Detector array lowers 3-D x-ray imaging cost
First established in 1996 to exploit research at Nottingham Trent University (NTU; Nottingham, UK; www.ntu.ac.uk) on stereoscopic x-ray imaging technologies, Image Scan Holding (Melton Mowbray, UK) original products were developed for airport-security systems. One of these products, the AXIS3D, is a stereoscopic x-ray system designed to enhance the screener/system interface and was developed for baggage screening in secured entry applications. It is now distributed in the aviation security market through Rapiscan (Crawley, UK; www.rapiscan.com) as the 3D20 x-ray screening system.
At this year's IPOT show in Birmingham, UK, Image Scan Holdings announced the formation of a subsidiary, 3DX-RAY (Melton Mowbray, UK; www.3dx-ray.com), to offer 2- and 3-D x-ray cameras and technology to OEMs, distributors, and end users in industrial inspection. At the show, the subsidiary announced the DEX flexible x-ray imaging camera technology aimed at industrial inspection applications.
Offering customers access to x-ray source, detectors, computer interface, and a software framework, either as a complete system or on a modular basis, the DEX-camera technology is completely scalable and can be optimized for any tunnel size, ranging from about 10 × 10 mm to greater than 2.5 × 2.5 m. The resolution capability for any tunnel size can be varied to suit the requirements of a given application.

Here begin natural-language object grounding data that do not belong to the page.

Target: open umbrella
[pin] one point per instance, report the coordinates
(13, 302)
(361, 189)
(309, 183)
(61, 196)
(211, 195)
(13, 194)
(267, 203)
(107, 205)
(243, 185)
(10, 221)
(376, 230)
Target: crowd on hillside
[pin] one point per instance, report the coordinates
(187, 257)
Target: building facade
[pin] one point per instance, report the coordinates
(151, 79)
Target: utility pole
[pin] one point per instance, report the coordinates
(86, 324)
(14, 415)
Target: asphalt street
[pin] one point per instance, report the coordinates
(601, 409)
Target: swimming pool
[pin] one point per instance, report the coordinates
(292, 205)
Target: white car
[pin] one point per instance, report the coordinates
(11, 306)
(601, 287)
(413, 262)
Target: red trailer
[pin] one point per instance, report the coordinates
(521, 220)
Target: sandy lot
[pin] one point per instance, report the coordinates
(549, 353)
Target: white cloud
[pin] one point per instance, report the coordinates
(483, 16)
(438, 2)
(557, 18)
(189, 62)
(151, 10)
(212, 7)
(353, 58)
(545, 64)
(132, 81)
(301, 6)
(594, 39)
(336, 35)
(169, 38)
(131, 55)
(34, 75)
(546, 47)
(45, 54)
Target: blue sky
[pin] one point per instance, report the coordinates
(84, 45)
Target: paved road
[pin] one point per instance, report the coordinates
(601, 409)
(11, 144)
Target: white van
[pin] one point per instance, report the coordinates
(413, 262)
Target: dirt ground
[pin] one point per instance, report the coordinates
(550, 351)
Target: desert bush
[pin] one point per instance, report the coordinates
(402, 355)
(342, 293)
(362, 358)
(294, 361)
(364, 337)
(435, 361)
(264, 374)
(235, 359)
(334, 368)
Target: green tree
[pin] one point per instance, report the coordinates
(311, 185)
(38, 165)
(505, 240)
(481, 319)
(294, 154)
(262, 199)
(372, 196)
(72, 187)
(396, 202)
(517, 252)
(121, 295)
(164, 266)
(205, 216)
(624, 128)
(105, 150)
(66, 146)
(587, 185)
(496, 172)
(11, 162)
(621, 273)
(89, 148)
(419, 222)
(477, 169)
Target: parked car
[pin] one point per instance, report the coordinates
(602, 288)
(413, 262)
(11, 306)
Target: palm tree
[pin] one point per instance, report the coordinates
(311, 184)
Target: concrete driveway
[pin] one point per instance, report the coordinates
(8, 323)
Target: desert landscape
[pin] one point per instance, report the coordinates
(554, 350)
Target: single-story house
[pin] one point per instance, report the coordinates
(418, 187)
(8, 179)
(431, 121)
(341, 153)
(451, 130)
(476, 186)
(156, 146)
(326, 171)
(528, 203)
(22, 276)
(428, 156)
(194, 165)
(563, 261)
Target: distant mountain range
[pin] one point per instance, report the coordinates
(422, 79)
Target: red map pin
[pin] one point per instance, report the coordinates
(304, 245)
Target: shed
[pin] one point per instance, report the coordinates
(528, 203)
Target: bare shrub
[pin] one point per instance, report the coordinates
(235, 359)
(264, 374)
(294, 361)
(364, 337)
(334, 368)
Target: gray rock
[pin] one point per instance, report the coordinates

3DX-RAY 2- and 3-D x-ray cameras range from less than 10 × 10-m to greater than 2.5 × 2.5-m tunnel sizes and are designed for industrial x-ray inspection. A standard scintillator/diode approach was abandoned for a novel castellated design (bottom) that integrates low- and high-power detectors while reducing the scintillator/detector count.
Simon Godber, technical director of 3DX-RAY, says, "Traditional x-ray detectors produce images that are purely two-dimensional, monochrome in nature, and provide no indication of material content. 3DX-RAY can offer camera systems that detect different x-ray energies for broad classification of material within the object to be inspected and can accomplish this in 3-D with multiview x-ray camera systems. Materials discrimination can be achieved by using x-ray scintillators of different thickness, sandwiched between photodiode arrays.
In operation, x-rays will strike the first scintillation level, which has been designed to absorb lower-energy x-ray emission, and emitted photons from this scintillator will be detected by an adjacent photodiode. The remaining x-ray energy, being able to pass though both the lower energy scintillator and an attenuation filter, pass through to a scintillation material optimized to absorb a different energy band, where photons are again emitted and detected by a second photodiode array. In this way, such devices can discriminate between different types of material, such as wood and metals, meat and bone, and glass and fluids present in the scanned object. This discrimination is achieved at a device level and is not dependent on associated software.
"To build an array of such detectors," says Godber, "scintillators and photo-diodes are usually butted together in a linear array with two such arrays needed to detect different levels of x-ray energy. However, early in the development of 3DX-RAY camera technology, it became obvious that using conventional approaches to the design of a 3-D x-ray detector would mandate the use of twice the number of detector arrays, dramatically increasing the cost of the final product.
To overcome this requirement, 3DX-RAY has developed a novel dual-energy detector array, known as a castellated detector because of its castle-like structure. The detector structure uses half the number of detector elements used in alternative materials discrimination-capable detector arrays, while maintaining the same resolution capability. "Because of this," says Godber, the 3DX-RAY x-ray cameras can be offered at comparable prices to those of 2-D systems.
The DEX camera is an integrated unit comprising an x-ray source and one or more detector arrays mounted on a support frame. When integrated into an imaging system, objects to be inspected move continuously through the camera, generating either real-time 2-D or 3-D x-ray images. DEX x-ray-detection systems can also be sold as individual components to OEMs, where the data stream from the array can be integrated with existing software packages through a proprietary USB 2.0 interface card.
An integrated self-contained unit in a shielded housing contains the x-ray source, detectors, and preprocessing electronics linked via a USB 2.0 interface and power cable to the system's control unit and power supplies. According to Godber, the single-unit price of the 3-D camera frame, detector board, and application software is approximately £40,000 ($73,000). For a 2-D version, the single-unit price is about £25,000 ($45,600).